Case Report Open Access
Copyright ©2008 The WJG Press and Baishideng. All rights reserved.
World J Gastroenterol. Jan 28, 2008; 14(4): 638-640
Published online Jan 28, 2008. doi: 10.3748/wjg.14.638
Ileal schwannoma developing into ileocolic intussusception
Shoji Hirasaki, Hiromitsu Kanzaki, Kohei Fujita, Seiyuu Suzuki, Second Department of Internal Medicine, Sumitomo Besshi Hospital, Niihama 792-8543, Japan
Kazuyasu Kobayashi, Hiromitsu Suzuki, Hideyuki Saeki, Department of Surgery, Sumitomo Besshi Hospital, Niihama 792-8543, Japan
Correspondence to: Dr. Shoji Hirasaki, Second Department of Internal Medicine, Sumitomo Besshi Hospital, 3-1 Ohji-cho, Niihama 792-8543, Japan. shoji_hirasaki@ni.sbh.gr.jp
Telephone: +81-897-377111
Fax: +81-897-377121
Received: August 28, 2007
Revised: September 29, 2007
Published online: January 28, 2008

Abstract

Intussusception is rare in adults.
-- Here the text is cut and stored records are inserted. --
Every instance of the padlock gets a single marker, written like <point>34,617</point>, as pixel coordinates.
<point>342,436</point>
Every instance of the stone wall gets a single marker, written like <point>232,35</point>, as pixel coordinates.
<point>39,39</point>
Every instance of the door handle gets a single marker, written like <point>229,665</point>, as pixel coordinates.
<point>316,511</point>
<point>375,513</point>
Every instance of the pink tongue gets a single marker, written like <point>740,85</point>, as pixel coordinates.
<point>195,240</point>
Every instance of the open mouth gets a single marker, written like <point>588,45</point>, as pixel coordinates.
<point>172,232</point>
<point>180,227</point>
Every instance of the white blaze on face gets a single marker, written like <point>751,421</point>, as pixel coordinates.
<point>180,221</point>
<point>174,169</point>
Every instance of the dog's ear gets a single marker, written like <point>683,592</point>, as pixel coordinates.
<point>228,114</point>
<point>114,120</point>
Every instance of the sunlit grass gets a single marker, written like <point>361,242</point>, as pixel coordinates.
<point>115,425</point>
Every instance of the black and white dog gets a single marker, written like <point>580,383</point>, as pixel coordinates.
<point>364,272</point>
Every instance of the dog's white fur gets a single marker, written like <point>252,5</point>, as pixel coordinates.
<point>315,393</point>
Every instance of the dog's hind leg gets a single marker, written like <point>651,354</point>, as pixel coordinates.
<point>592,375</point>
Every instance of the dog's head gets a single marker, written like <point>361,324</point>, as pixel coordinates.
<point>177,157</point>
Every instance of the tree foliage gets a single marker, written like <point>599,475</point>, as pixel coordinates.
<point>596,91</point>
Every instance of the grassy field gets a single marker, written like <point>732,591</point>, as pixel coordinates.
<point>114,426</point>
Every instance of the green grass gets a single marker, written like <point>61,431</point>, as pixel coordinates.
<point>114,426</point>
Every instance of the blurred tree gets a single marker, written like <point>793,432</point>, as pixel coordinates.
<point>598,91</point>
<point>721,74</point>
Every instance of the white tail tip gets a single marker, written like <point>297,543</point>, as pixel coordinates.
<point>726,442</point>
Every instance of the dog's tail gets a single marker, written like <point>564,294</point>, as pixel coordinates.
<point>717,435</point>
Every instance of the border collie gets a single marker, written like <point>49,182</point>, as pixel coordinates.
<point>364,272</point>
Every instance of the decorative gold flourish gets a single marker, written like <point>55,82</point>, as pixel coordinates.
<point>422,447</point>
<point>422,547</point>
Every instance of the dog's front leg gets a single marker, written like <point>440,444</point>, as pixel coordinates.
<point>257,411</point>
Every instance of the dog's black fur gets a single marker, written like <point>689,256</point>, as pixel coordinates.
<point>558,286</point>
We describe a 47-year-old man with ileal schwannoma that led to ileocolic intussusception. Abdominal ultrasonography, abdominal CT scan and barium enema confirmed an ileal tumor. Colonoscopy revealed a peduncular submucosal tumor (SMT) 75 mm long with an ulcerated apex at the ascending colon. The provisional diagnosis was a gastrointestinal stromal tumor of the terminal ileum. Ileocecal resection was carried out and the tumor was histologically diagnosed as schwannoma. Abdominal pain resolved postoperatively. This case reminds us that ileal schwannoma should be included in the differential diagnosis of intussusception caused by an SMT in the intestine.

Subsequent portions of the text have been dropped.